I believe a u-substitution will not work since if $ u = \ln(x) $ then $ \mathrm{d}u = \frac{\mathrm{d}x}{x} $ and I don't believe I can eliminate the variable $ x $.

Also I am not sure how to apply integration by parts to the problem. I'd imagine since the difficulty is integrating $ \frac{1}{\ln x} $ you would set $ u = \frac{1}{\ln x}$ and so $ u' = - \frac{1}{x( \ln x)^2} $, $ v' = 1 $ and $ v = x $. From the method of integration by parts,

$$ \int \frac{\mathrm{d} x}{\ln x} = \frac{x}{\ln x} + \int \frac{\mathrm{d} x}{(\ln x)^2 }$$

Which appears more complicated than the initial problem unless this suggests that the solution is an infinite series. Applying a few more integrations by parts it seems to be expressible as,

$$ \sum^\infty_{n=0} \frac{x (n!)}{(\ln x)^{n+1}} $$

However this series does not appear to converge and anyways I might be completely off track here. I've just gotten to Taylor Series and have a some idea as to how they can be used to approximate functions, perhaps one centered at $ \mathrm{e} $ could be used?

Answer 1

$\frac{1}{\ln x}$ has no elementary antiderivative. If you are so inclined you could express $\ln x$ as a series.
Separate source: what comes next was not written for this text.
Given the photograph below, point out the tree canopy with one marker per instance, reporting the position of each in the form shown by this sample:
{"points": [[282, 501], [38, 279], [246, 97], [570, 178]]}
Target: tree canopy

$\ln (1+x) = x - x^2/2 + x^3/3 - ....$

$\to \ln (1+x) = (-1+1+x) - (-1+1+x)^2/2 + (-1+1+x)^3/3 - ....$

$\to \ln (x) = (-1+x) - (-1+x)^2/2 + (-1+x)^3/3 - ....$

http://en.wikipedia.org/wiki/Mercator_series

Or better yet: https://www.physicsforums.com/threads/integral-of-1-ln-x.224473/

And the fifth one: http://en.wikipedia.org/wiki/List_of_integrals_of_logarithmic_functions

Answer 2

$x=e^{z} \implies dx=e^z \ dz$

$\therefore\displaystyle\int\dfrac{dx}{\ln x}=\displaystyle\int\dfrac{e^z}{z}dz=\displaystyle\int{\displaystyle\sum_{i=0}^n\dfrac{z^{i-1}}{i!}}dz=\displaystyle\sum_{i=0}^n\displaystyle\int\dfrac{z^{i-1}}{i!}dz=\displaystyle\sum_{i=0}^n\dfrac{z^{i-1}}{i\cdot i!}$